02 avril 2009 : L'Orgie de la tolérance, de Jan Fabre, au Théâtre de la Ville


L'orgie de la tolérance, chor. Jan Fabre

Il y a au moins un point commun entre les spectacles de Jan Fabre et un ballet classique au Palais Garnier. Dans les deux cas en effet, la salle est pleine à craquer, le public vient en connaissant parfaitement ce qu'il va voir, et il est conquis d'avance - et finalement, Jan Fabre, reconnu et médiatique. Hors deux ou trois dizaines de spectateurs qui partent en cours de spectacle, la réaction du public du Théâtre de la Ville à l'issue des deux petites heures de L'Orgie de la tolérance est plus qu'enthousiaste, pour une pièce d'où la danse est toujours très minoritaire face à l'impact de saynètes jouées avec jubilation par une troupe modelée par l'artiste autant qu'elle-même contribue à déterminer les formes prises par la pièce.
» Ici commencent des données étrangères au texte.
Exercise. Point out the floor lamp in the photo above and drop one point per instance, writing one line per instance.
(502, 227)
Mais que veut dire Jan Fabre avec un pareil spectacle, qui fait son miel des violences physiques, sexuelles, économiques, sociales, racistes ou politiques? Un premier niveau de lecture, qui est sans doute celle d'une majorité du public, conduit à prendre au premier degré cette violence : en représentant l'horreur sous toutes ses formes, l'artiste flamand donne à ses fidèles le plaisir de se sentir du bon côté face aux sévérités du monde contemporain. Certainement, Fabre est un moraliste, qui fait du corps et de l'argent les thèmes centraux de sa réflexion, tout comme il le fait dans ses autres activités artistiques.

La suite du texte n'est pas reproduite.